多忙な中でも,美味しい物を食べ歩き,料理を工夫し,旅行を楽しむ私の日常を綴ります。
 





 オランダのユトレヒト大学の研究グループは、アメリカとカナダで確認されたインフルエンザA(H1N1)(いわゆる「新型インフルエンザ」)の患者3400人のデータを基に、発症した人のうち何人が死亡するのかを示す「致死率」を計算したようです。その結果によれば、新型インフルエンザ致死率は0.5パーセント程度と推定されるようです。季節性インフルエンザの致死率が高くて0.1パーセントであるのに比べると桁違いに高いことになります。季節性インフルエンザでは罹患者1,000人に1人が亡くなりますが、インフルエンザAでは200人に1人は亡くなってしまうのです。

 タイに旅行に出ようとして、インフルエンザAの大流行で断念したために、タイのインフルエンザAの感染状況を観察していますが、タイの厚生省の発表では、タイ国内での死者は111人に達したそうです。8月9日から15日の間の死者は男性7人、女性7人で、その多くが、肥満、糖尿病、慢性肺疾患、腎臓疾患などの基礎疾患があったようです。(Of them, most have underlying diseases such as lung problems, obesity, diabetes and kidney disorder. August 18,2009、THE NATION) いわゆる「ハイリスク群」に属する人たちですね。

 ハイリスク群とは、インフルエンザに感染すると、重症化や合併症を引き起こす可能性の高いグループのことで下記の人たちです。
 (1) 65歳以上の高齢者
 (2)妊娠28週以降の妊婦
 (3)慢性肺疾患(肺気腫、気管支喘息、肺線維症、肺結核など)を持っている人
 (3)心疾患(僧帽弁膜症・鬱血性心不全など)を持っている人
 (4)腎疾患(慢性賢不全・血液透析患者・腎移植患者など)を持っている人
 (5)代謝異常(糖尿病・アジソン病など)を持っている人
 (6)免疫不全状態の患者

 タイでは、雨季から冬の季節へと移行する時期(通常、10月で雨季は終わり、11月から乾季に入る)にインフルエンザA(H1N1)は一層容易に蔓延するので、警戒を緩めてはいけないようです。日本人観光客にとっても、危険な時期と言えましょう。(Paijit urged people not to lower their guard against the influenza A(H1N1) because the disease would likely spread more easily during the upcoming transition period from rainy season to winter.

 タイの医療関係者のアドバイスは、私たちにも有用です。妊娠していたり、肥満であったり、慢性疾患があるなどの「ハイリスク群」の人たちは、高熱をだしたり、下痢または頭痛がしたらすぐに、診察を受けなければなりません。(People in risky groups such as those having pregnancy, obesity, and chronic diseases should visit a doctor immediately after they have high fever, diarrhoea, or headache.

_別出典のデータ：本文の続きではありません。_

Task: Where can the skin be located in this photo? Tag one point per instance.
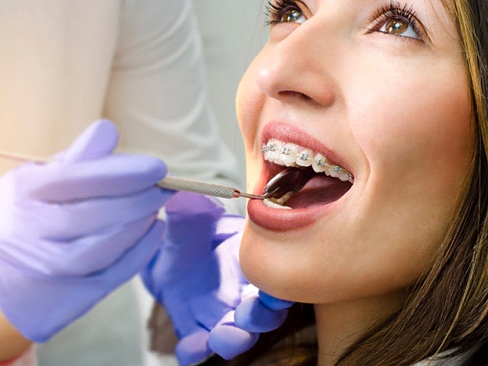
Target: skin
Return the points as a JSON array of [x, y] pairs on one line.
[[11, 341], [396, 110]]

 「ハイリスク群」に属さない人でも、高熱、下痢、頭痛といった症状が改善しない場合は、症状が出てから24時間以内に治療を受けなければなりません。この時間が抗インフルエンザ治療薬の効果が大きく上がるタイム・リミットなのです。("For others, they should seek medical treatment within 24 hours if the symptoms do not improve," Paijit pointed out.

 心配な事例がいくつかあります。「ハイリスク群」ではない子供たちがインフルエンザAの感染で重症化するケースが報告されるようになってきていることです。沖縄県で、糖尿病や腎不全、心疾患などの基礎疾患のない小学生と中学生が重症化し、小学生はインフルエンザ性心筋炎を起こし、中学生は肺炎を起こして、呼吸困難に陥って人工呼吸器を装着し、集中治療を受けているそうです(8月19日)。また、他県では「インフルエンザ脳症」を起こしたケースも報告され(8月4日、大阪府の5歳の男の子、8月11日、茨城県の4歳の男の子など)、「ウイルスの病原性が変化したとは考えていない」という沖縄県対策本部の言葉も安心を与えてはくれません。

 名古屋市は8月19日、新型インフルエンザに感染した81歳の女性が重症肺炎で死亡したと発表しました。女性には多発性骨髄腫と心不全の疾患があり、免疫力が低下しているところに、新型インフルエンザに感染し亡くなったとみられています。新型インフルエンザ感染者の死亡は全国で3人めで、いずれも「ハイリスク群」に属する人たちです。女性が入院した病院では院内感染が起こったようで、女性を最初に診察した医師と、入院患者2人、看護師3人の計6人が簡易検査でA型インフルエンザ陽性となり、新型の感染が疑われているといいます。

 私たちは、迫りくるインフルエンザAに対して、素手に近い「マスク」と「手洗い」という武器で戦うしかないのでしょうか。我が家には、基礎疾患はないが高齢の母がいます。新学期が始まり、我が子「健人」がウイルスを我が家に持ち込むことを恐れています。

 2009年8月19日配信の毎日新聞の記事からです。

 厚生労働省は19日、新型インフルエンザの集団感染の報告が10~16日の1週間で662件に上り、前週(3~9日)より109件増えた、と発表した。3~9日の定点医療機関1施設当たりの患者数報告は0.99で、流行水準とされる「1」の目前となっており、10日以降は既に1を超えて流行期に入っている可能性が高い。舛添要一厚労相は「第1波の本格的な流行が既に始まったと考えられる」と19日午前の記者会見で述べたが、数字的にも裏付けられた。